Рекс открыл дверь слева от них, сильно поцарапанную собачьими когтями, и жестом пригласил полицейских войти, а сам удалился. Пес, фыркая и пуская слюни, побежал за ним.

Барнаби сел на старую кожаную кушетку, волосяная набивка которой кололась даже сквозь пальто. Трой, сразу заинтересовавшись обстановкой, бродил по комнате.

Три стены были заняты открытыми полками с фигурками солдатиков, застывшими по стойке «смирно» или демонстрирующими искусство обращения с мушкетами и пушками. На небольших подносах высились груды значков и пуговиц. Четвертую стену хозяин отвел под застекленные витрины с медалями, пару противогазов и агитационные плакаты времен Первой и Второй мировых войн. Суровый мужчина с моржовыми усами сверлил упорным взглядом Барнаби, указывая негнущимся пальцем на слова: «Китченер[21] нуждается в тебе!». На спинке стула висели обшитая галуном накидка и фуражка с узким кожаным подбородочным ремешком.

На зеленом сукне стола, занимавшего почти всю комнату, разыгрывалась битва. Смуглокожие солдаты в шапках с кисточками и странных одеяниях, как на исторических карикатурах, волнами накатывали на большую серую стену, толкая перед собой тяжелые орудия, из жерл которых должны были вылетать крошечные ватные шарики, символизирующие ядра. Все это покрывал изрядный слой пыли.

Вошел Рекс с бутылкой слабоалкогольной цитрусовой шипучки и тремя пластиковыми стаканчиками, вложенными один в другой. Он ногой затворил за собой дверь:

— Лучше закрыть, а то сейчас будет шумно.

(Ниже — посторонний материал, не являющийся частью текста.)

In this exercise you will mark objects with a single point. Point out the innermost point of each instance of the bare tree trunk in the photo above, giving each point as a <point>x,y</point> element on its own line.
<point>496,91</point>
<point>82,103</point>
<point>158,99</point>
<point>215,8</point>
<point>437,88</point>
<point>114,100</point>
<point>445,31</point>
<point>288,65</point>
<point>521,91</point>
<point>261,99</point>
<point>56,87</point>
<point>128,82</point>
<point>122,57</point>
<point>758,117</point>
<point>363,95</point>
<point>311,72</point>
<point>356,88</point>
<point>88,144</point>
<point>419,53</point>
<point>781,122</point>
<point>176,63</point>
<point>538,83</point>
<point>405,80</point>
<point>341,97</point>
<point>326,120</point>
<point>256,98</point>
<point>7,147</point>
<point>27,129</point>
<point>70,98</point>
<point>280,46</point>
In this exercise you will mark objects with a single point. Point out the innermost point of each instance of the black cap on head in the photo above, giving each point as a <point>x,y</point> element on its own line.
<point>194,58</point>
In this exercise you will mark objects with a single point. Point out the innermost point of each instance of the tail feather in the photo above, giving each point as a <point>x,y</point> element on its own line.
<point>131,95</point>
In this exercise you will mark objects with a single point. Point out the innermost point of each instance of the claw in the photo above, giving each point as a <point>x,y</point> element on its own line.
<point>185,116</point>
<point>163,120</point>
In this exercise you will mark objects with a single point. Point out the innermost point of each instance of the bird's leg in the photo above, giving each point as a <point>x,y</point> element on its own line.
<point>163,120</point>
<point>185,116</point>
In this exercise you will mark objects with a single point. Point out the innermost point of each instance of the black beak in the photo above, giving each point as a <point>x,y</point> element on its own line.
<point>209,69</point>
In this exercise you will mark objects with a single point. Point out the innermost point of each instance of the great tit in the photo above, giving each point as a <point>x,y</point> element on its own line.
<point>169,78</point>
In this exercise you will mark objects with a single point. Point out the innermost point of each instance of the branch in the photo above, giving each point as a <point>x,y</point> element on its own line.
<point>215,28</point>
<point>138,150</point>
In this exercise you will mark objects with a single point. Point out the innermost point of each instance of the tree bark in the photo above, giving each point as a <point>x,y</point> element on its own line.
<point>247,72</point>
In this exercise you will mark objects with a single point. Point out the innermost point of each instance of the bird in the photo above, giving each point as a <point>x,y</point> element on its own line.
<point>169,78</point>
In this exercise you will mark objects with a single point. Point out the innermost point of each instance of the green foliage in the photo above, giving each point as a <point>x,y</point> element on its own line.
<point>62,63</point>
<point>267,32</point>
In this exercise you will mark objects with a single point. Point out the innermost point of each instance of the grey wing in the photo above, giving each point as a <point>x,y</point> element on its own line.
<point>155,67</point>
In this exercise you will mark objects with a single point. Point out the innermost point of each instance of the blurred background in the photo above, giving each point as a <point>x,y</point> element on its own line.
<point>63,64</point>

Действительно шум поднялся изрядный: фырканье, хруст разгрызаемой кости, урчание. Собачий вариант людоедской присказки «Ох-ох! Ух-ух! Чую человечий дух!». Свободной от бутылки и стаканов рукой Рекс откинул крышку весьма неприглядного, в черных пятнах бюро. Внутри хранился большой ассортимент закусок: чипсы, шоколадки, крекеры, карамельки. Была даже баночка маринованного лука. Он разлил шипучку по стаканчикам и вручил их гостям.

— Итак, — Рекс обвел чуть дрожащей, в коричневой старческой «гречке» рукой свои богатства школьника, — что мне предложить вам?

— Ничего, благодарю вас, — ответил старший инспектор.

— Тут у меня богатый выбор. — Он снова попытался привлечь внимание к своим запасам. — И сладкое есть, и острое. Может, мороженого хотите? Полный морозильник. Земляничное, ванильное. Боюсь, что с карамелью и орехами уже кончилось.

— Нет, правда, ничего не нужно.

— О, у меня же есть шикарные орехи!

Когда и это предложение было отклонено, Рекс направился к вытертому старому креслу, на ходу поправив складки пелерины и ремешок фуражки.

— Это пелерина и шляпа Монкальма. Надевает их, начиная новый маневр. Когда выступает в роли полкового талисмана. Ну, вы понимаете…





У обоих полицейских ум зашел за разум.

Рекс указал на стол:

— Осада Константинополя. Захватывающее противостояние, хотя, разумеется, с чудовищным перевесом одной из сторон. Конец Византийской империи. Всего четыре тысячи убитых, но пятьдесят тысяч проданных в рабство. Ах, — он улыбнулся своей милой, мирной улыбкой, — в те славные дни умели воевать. Какой, я вас спрашиваю, интерес в том, чтобы просто нажать на кнопку? — Он опустился в кресло, медленно и очень осторожно. — Ну, я полагаю, вы ждете подходящего момента, чтобы сообщить мне, почему вы здесь.

И Барнаби сообщил. Сидя в комнате перед застывшей пантомимой военных действий, оловянными солдатиками и ватными пушечными ядрами, поведал о настоящей смерти Джеральда Хедли обычными словами.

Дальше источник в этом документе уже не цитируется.